Self-supervised learning through the eyes of a child
This work addresses a fundamental question in cognitive development for researchers, but it is incremental as it builds on existing self-supervised methods and datasets.
The paper tackled the problem of how much early visual knowledge in children can be learned from sensory data using generic mechanisms versus innate biases, by applying self-supervised deep learning to longitudinal egocentric videos from three young children. The result showed the emergence of powerful, high-level visual representations from these developmentally realistic videos.

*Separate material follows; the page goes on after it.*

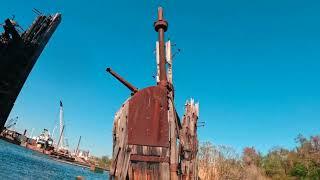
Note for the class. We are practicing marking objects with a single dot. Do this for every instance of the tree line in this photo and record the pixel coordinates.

Within months of birth, children develop meaningful expectations about the world around them. How much of this early knowledge can be explained through generic learning mechanisms applied to sensory data, and how much of it requires more substantive innate inductive biases? Addressing this fundamental question in its full generality is currently infeasible, but we can hope to make real progress in more narrowly defined domains, such as the development of high-level visual categories, thanks to improvements in data collecting technology and recent progress in deep learning. In this paper, our goal is precisely to achieve such progress by utilizing modern self-supervised deep learning methods and a recent longitudinal, egocentric video dataset recorded from the perspective of three young children (Sullivan et al., 2020). Our results demonstrate the emergence of powerful, high-level visual representations from developmentally realistic natural videos using generic self-supervised learning objectives.